There are a variety of key points to emphasize the continuing need for franchise regulations:
Franchise agreements are drafted by a franchisor’s lawyers to help benefit the franchisor in every possible way with protected barriers of the law usually leaving franchisees on a take-it-or-leave-it basis. Unfortunately, franchisees most of the time fail to hire an experienced franchise lawyer in advance of the purchase even though hundreds of thousands of dollars may be at stake.
Franchisees have no idea where the “bones are buried” in franchise systems whereas the franchisors have all the critical information and often conceal it.
Many franchisors “sell” franchises via commissioned sales representatives or brokers whose livelihoods depend on making sales. They will often embellish the likelihood of success and downplay the risks.

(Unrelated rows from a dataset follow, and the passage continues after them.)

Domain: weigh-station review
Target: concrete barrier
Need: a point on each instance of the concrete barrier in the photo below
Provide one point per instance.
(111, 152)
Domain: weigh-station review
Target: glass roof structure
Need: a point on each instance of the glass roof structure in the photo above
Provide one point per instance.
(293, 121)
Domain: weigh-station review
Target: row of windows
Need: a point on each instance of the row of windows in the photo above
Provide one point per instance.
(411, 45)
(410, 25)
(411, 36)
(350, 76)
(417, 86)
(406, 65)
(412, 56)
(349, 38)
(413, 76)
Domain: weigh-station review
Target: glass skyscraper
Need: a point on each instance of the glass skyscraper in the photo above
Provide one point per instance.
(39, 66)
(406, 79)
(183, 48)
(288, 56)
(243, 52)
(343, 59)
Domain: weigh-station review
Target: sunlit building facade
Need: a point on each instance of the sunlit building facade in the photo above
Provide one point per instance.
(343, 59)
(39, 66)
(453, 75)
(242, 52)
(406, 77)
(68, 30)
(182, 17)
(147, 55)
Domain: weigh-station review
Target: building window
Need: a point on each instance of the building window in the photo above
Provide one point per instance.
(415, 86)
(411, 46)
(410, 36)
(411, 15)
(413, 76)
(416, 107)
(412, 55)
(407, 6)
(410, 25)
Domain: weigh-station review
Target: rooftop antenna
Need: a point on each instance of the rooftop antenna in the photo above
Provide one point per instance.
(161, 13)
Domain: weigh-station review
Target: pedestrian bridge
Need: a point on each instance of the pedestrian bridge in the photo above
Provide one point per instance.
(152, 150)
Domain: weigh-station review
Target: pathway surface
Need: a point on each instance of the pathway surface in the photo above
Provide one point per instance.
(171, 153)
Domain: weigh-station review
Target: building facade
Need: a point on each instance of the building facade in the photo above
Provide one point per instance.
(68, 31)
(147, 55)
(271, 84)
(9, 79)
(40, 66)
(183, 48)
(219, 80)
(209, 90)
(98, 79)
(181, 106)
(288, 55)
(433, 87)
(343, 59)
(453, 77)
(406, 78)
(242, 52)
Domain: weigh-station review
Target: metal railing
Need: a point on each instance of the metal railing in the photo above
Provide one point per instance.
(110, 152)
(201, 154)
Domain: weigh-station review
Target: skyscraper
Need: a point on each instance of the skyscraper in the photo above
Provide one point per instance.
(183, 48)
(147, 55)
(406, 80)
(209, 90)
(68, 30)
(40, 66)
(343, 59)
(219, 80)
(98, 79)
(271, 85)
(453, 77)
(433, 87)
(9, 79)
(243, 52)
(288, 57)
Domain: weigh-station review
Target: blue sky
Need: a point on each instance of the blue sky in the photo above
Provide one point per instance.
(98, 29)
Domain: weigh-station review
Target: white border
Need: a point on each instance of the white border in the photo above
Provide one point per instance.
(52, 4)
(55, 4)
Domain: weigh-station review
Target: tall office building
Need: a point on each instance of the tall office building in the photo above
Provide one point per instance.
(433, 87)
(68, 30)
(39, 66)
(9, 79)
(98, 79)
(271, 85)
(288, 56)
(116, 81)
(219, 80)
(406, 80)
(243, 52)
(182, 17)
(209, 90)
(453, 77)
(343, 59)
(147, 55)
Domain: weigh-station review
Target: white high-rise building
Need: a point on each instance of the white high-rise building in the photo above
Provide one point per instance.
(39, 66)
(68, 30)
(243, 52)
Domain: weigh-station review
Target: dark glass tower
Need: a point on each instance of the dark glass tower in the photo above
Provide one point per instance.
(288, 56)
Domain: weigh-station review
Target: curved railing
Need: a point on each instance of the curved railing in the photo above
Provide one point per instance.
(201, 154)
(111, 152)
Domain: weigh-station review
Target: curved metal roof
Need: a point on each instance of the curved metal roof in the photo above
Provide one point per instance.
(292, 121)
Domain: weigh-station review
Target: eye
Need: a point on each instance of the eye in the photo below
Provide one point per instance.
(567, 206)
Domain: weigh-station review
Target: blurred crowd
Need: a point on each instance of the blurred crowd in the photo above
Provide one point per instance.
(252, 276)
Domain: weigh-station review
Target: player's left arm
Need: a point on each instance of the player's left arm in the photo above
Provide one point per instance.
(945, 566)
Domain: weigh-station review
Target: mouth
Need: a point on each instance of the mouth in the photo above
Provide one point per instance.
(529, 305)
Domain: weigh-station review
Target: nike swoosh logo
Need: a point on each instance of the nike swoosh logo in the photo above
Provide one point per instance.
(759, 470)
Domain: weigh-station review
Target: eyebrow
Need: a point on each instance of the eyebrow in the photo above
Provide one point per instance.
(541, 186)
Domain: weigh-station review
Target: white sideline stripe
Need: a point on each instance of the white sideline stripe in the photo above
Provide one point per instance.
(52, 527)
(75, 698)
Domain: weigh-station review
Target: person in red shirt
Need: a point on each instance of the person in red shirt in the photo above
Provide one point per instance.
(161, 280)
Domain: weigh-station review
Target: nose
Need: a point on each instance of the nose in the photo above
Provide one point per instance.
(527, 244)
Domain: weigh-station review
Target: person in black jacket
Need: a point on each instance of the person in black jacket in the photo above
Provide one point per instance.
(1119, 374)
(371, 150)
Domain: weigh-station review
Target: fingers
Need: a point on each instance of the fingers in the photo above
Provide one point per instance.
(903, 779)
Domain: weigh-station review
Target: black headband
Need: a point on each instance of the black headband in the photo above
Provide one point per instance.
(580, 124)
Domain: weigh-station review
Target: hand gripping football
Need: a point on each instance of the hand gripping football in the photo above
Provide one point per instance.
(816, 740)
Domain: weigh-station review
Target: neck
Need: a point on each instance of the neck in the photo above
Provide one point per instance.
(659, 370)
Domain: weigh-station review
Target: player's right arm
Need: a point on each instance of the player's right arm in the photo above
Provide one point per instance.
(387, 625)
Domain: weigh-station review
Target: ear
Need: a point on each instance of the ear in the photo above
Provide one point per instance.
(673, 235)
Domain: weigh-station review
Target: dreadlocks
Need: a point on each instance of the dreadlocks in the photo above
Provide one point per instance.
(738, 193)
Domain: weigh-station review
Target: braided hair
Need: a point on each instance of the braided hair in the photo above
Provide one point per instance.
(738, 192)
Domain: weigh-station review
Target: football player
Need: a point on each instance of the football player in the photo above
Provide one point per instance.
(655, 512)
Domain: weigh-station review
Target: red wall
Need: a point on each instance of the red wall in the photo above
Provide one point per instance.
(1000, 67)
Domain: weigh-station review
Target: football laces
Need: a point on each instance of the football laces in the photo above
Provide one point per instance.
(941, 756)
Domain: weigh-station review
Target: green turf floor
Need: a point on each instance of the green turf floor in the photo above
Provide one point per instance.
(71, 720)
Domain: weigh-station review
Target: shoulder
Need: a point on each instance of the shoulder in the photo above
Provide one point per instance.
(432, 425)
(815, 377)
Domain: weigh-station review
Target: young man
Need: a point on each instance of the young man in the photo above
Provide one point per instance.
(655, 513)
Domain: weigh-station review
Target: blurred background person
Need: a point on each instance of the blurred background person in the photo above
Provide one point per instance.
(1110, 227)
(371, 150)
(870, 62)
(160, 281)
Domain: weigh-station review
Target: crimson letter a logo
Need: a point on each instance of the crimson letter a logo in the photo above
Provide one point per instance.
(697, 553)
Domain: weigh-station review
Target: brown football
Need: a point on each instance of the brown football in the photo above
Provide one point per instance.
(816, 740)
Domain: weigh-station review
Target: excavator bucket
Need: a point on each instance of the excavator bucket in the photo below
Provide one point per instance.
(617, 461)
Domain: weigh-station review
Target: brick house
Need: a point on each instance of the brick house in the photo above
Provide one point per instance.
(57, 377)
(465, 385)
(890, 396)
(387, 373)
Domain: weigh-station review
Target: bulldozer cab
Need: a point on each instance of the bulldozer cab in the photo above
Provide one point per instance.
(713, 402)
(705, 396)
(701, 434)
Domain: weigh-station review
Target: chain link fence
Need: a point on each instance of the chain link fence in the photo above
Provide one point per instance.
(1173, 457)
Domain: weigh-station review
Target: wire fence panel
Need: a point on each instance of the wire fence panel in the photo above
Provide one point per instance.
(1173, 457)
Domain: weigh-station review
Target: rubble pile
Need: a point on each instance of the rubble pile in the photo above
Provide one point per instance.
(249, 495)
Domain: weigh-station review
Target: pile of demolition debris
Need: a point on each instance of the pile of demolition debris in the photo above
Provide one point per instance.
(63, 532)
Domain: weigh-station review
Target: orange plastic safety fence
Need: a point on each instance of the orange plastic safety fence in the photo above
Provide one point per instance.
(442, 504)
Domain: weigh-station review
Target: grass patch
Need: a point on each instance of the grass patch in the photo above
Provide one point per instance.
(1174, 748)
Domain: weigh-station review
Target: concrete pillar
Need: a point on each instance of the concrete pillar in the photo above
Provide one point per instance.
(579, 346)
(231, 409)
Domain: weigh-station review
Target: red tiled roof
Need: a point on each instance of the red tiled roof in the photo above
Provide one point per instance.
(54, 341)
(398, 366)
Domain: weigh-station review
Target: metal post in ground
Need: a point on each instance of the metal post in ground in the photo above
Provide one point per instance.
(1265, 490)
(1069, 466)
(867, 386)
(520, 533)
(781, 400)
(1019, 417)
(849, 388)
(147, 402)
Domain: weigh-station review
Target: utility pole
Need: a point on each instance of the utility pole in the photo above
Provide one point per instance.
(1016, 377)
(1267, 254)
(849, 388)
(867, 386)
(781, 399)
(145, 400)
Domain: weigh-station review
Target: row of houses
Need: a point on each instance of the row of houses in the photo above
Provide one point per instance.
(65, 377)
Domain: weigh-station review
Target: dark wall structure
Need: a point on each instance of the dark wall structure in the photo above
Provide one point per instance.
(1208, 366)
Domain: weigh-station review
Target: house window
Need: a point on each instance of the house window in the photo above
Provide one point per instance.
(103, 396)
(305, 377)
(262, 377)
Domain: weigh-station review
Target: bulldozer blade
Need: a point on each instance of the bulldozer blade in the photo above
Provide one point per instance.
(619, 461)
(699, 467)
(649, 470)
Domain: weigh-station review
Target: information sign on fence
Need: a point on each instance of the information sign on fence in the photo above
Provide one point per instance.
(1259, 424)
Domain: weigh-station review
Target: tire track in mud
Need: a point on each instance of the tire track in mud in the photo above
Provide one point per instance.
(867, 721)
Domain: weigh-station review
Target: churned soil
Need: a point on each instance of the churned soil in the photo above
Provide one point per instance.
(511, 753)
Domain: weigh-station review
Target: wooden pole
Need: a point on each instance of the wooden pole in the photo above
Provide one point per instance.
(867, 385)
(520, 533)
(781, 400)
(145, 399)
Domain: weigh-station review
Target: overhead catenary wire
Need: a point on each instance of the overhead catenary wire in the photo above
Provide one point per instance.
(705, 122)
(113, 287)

Once in a system, the franchisee may often become stuck because of his down payment costs and continuing obligations like leases. This franchisee may end up working for free just to pay the bills.
Franchise laws help to diffuse some of these risks noted above. But franchise disclosure statutes exist in only thirteen states and even in those states, the documents are not generally reviewed for truthfulness.
The federal FTC rule requires franchise disclosure in all states, but no generally recognized private right of action exists under the rule meaning, in most cases, no lawsuit can be filed under it by a franchisee. Reliance on overtaxed federal or state agencies to bring actions is not realistic.
Further, franchisors have convinced some courts that fine print in their agreements can serve to insulate them from misrepresentation or other similar claims.
For these reasons, the limited state statutes providing protection for franchisees should be expanded and consideration given to a more effective federal scheme that offers a private right of action.